Interferon-α exerts proinflammatory properties in experimental radiation-induced esophagitis: Possible involvement of plasmacytoid dendritic cells

Radiation-induced esophagitis, experienced during radiation therapy for lung cancer and head and neck cancer, is a major dose-limiting side effect of the treatment. This study aimed to elucidate the role of interferon-α (IFN-α) in radiation-induced esophagitis. C57BL/6 mice were exposed to 10 and 25Gy of single thoracic irradiation. Esophageal mucosal damage and inflammatory reactions were assessed for 5 days after irradiation. Irradiation induced esophagitis, characterized by reduction in the thickness of epithelial layer, upregulation of proinflammatory cytokines and chemokines, infiltration of inflammatory cells into the esophageal mucosa, and apoptosis of epithelial cells. Irradiation upregulated the level of gene expression for IFN-α in the esophageal tissue, and the neutralizing antibody against IFN-α ameliorated radiation-induced esophageal mucosal damage, while administration of IFN-α receptor agonist (RO8191) had an inverse effect. Depletion of plasmacytoid dendritic cells (pDCs) by anti-CD317 antibody or pharmacological inactivation with bortezomib suppressed radiation-induced mucosal inflammation and damage, accompanied by decrease in IFN-α expression level.
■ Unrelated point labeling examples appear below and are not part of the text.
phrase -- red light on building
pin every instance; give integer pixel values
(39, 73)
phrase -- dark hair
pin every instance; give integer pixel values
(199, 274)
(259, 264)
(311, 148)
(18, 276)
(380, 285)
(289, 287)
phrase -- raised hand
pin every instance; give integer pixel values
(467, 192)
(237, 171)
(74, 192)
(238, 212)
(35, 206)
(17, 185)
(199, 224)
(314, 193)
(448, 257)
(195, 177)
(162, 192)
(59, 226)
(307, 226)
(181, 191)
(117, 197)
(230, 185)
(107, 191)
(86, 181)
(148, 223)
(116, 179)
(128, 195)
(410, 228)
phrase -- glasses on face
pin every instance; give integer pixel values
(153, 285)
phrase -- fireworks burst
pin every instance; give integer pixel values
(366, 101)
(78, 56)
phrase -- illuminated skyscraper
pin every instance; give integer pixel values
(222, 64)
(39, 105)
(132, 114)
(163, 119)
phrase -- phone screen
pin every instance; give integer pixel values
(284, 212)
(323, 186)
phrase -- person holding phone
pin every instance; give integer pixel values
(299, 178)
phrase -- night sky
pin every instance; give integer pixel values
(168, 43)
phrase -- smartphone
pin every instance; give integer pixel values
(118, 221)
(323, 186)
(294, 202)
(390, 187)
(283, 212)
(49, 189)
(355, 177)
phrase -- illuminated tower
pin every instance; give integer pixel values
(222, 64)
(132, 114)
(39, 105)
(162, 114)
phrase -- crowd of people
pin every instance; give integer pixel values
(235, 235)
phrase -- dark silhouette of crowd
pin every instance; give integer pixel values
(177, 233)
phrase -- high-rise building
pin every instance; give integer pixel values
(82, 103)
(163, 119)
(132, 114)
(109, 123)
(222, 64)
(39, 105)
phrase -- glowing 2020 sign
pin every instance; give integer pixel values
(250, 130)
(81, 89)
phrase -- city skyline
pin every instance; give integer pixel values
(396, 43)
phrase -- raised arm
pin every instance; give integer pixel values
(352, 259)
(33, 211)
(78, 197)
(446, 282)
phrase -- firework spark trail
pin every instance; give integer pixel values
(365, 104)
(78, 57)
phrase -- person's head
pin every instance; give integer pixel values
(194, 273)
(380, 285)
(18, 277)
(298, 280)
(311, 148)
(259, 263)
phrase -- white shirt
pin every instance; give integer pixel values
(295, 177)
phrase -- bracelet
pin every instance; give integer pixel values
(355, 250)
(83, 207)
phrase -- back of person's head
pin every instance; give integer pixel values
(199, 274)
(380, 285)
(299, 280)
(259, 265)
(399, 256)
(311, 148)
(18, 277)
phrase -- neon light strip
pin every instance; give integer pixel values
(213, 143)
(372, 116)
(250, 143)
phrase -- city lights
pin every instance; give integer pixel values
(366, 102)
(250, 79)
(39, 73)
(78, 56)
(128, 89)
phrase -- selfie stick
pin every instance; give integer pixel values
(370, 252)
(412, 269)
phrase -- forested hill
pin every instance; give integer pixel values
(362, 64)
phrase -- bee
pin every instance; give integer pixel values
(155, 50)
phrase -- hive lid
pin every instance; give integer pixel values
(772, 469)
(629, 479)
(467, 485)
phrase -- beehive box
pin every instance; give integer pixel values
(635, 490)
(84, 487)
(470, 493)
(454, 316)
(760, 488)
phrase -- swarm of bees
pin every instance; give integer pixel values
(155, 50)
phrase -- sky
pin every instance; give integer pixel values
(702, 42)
These findings suggest that IFN-α and pDCs exert proinflammatory properties in the pathophysiology of radiation-induced esophagitis. •Irradiation to esophagus induce IFN-α in the esophageal mucosa.•IFN-α induce and promote inflammation in radiation-induced esophagitis.•Inhibition of IFN-α ameliorate radiation-induced esophagitis.•Depletion or inactivation of pDC reduce IFN-α in radiation-induced esophagitis.•Depletion or inactivation of pDC ameliorate radiation-induced esophagitis.